This roll was taken up on Mauna Kea at about 6,500 feet (1,980 meters) above sea level on the Pu’u Huluhulu hiking trail. Pu’u Huluhulu is an old cinder cone, a remnant of Mauna Kea’s volcanic past, that rises up a few hundred feet above the valley floor between Mauna Kea and Mauna Loa. The best feature of the hill is normally it’s views of both of those mountains, but the clouds rolled in and I had to look for other subjects.
For this roll I chose to use Kodak T-Max 400, an old favorite of mine.
Pu’u Huluhulu (meaning: hairy hill in Hawaiian) is mostly covered with native trees. This is in stark contrast to the land around it which is almost completely barren lava rock with the occasional tree and a little yellow grass.

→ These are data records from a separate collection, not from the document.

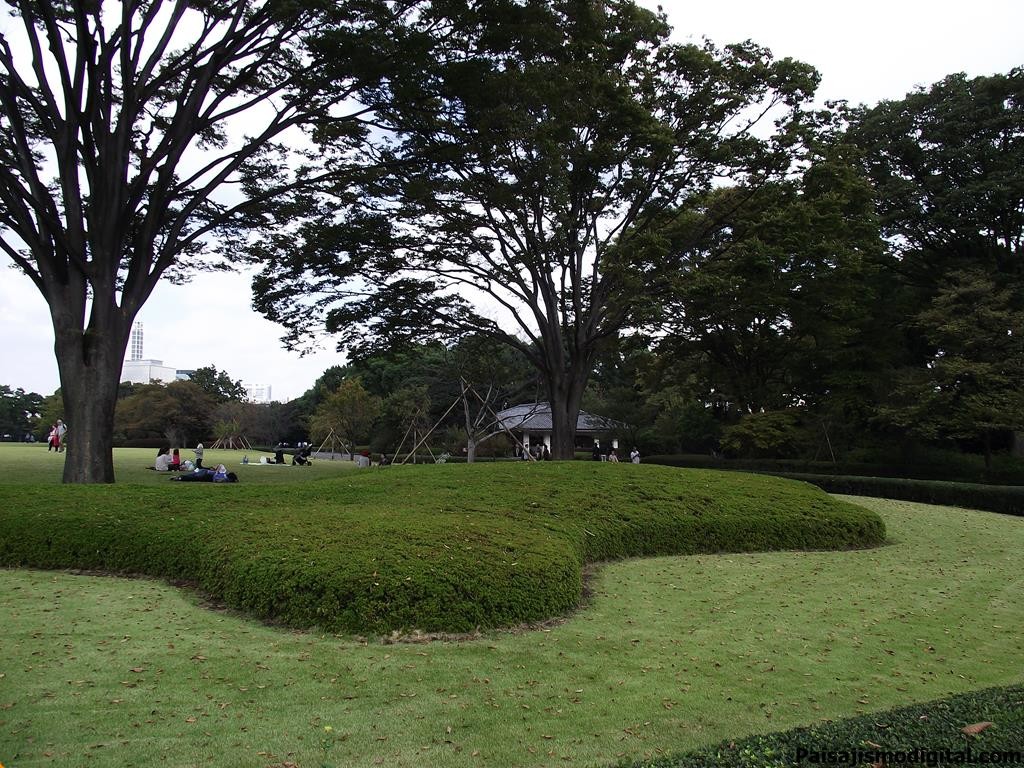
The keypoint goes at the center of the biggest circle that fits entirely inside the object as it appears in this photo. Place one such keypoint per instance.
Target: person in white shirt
(163, 463)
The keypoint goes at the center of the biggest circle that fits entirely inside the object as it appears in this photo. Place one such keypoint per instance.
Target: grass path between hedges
(670, 654)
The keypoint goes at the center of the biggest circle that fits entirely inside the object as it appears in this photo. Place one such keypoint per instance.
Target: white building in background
(136, 343)
(137, 370)
(258, 393)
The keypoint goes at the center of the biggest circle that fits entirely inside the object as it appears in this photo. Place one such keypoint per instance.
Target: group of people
(612, 455)
(169, 460)
(55, 441)
(204, 474)
(538, 453)
(300, 458)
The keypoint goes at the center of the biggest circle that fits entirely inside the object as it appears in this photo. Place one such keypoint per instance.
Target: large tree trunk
(565, 393)
(90, 371)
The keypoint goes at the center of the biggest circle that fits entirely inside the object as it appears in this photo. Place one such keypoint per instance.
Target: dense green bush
(937, 466)
(437, 548)
(934, 732)
(1006, 499)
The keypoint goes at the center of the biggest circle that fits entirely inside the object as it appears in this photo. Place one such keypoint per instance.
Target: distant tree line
(666, 231)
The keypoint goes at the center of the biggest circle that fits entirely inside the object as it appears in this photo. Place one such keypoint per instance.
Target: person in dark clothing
(301, 458)
(208, 475)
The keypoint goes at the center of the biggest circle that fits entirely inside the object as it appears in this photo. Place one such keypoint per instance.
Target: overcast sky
(865, 52)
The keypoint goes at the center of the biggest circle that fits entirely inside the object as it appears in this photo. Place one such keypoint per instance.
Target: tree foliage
(538, 137)
(946, 164)
(143, 139)
(217, 384)
(19, 412)
(349, 412)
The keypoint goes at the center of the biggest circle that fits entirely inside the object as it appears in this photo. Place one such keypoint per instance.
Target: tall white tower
(136, 342)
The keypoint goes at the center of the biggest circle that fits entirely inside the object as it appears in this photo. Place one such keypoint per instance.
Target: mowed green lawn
(33, 463)
(669, 653)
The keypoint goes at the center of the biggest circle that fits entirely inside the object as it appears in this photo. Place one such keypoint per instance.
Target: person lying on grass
(220, 474)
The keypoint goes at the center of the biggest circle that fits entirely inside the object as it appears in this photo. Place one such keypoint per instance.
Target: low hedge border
(922, 734)
(437, 549)
(968, 470)
(1008, 500)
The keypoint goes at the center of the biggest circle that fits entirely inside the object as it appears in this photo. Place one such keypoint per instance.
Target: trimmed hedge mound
(922, 734)
(1006, 499)
(956, 468)
(437, 549)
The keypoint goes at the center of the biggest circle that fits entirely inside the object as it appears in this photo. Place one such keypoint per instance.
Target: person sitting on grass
(163, 462)
(301, 458)
(220, 474)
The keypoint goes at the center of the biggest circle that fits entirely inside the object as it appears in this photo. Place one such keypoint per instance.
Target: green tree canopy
(538, 136)
(946, 162)
(19, 412)
(217, 384)
(349, 412)
(143, 139)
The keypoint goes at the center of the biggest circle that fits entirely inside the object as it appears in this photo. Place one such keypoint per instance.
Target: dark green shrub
(1006, 499)
(933, 732)
(1006, 470)
(436, 548)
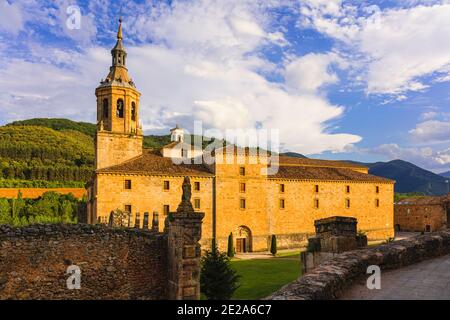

The T-Max film has more contrast to it than I remember, but I enjoy the effect. The sky is a little blown out here, I may have metered the wrong area. I’m still getting used to using a light meter* that isn’t built in to the camera.
*By “light meter” I mean the free app I downloaded to my phone.
Cliff faces often look good in black and white. This bit of the exposed edge of the hill has some really nice contours and I’m glad the overcast day allowed me to see it like this. There are still some bits of the image that have a washed out gray look. I may need more practice in post processing to work on that. Or maybe the negative is too thin.
Normally this would be a nice view of Mauna Kea, but the clouds were sticking to the valley floor and blocking the shot. I do think the one clump of trees across the valley is a decent element however.
This image is too similar to the last one. It can be so tempting to “try to get it just right” as it were. Once in a while I suppose it works, but when you are shooting 6×9 there really isn’t the film for it. I want to have more discipline when taking my photos in this respect. That being said, I do find this image slightly more compelling than Frame 3.
I like how in this shot the distant landscape is free of low hanging clouds, it was nice to have a hard horizon line. The area up here is very dry and desolate, and I like how the highway seems small as it moves through the old cinder cone hills. This is the first frame on this roll where a real sense of space comes through.
I like the silhouette of the tree against the clouds, but that is about the only element that really works for me in this image. It might be more interesting if I were to crop out some of the foreground.
The branches do a good job of framing the landscape in this image. I am a sucker for natural framing, even when there isn’t anything in particular being “framed” like here. There is a lot of detail in the branches and I wish I could see it more clearly. Unfortunately at a small size there is only so much that can be done.
The more I look at Frame 8 the more I like it. The complex detail of the trees and plants at the bottom of the image gives way to the calm sky in the upper third of the image. The one tree that is clearly outlined against the sky has a sort of a bonsai tree feel to it. I am not sure how I feel about the small group of leaves sticking into the upper left corner.
I wonder if some of these images would look better if printed out at a larger size. I think that there is a lot of small detail in the trees here that would benefit from being larger and easier to see. It could be that this is a real detriment to getting the lowest scanning option done. For now it will have to stay that way, higher quality scans are too expensive for me at the moment. Someday I will go through this project and have the better images scanned at a higher resolution and print them out.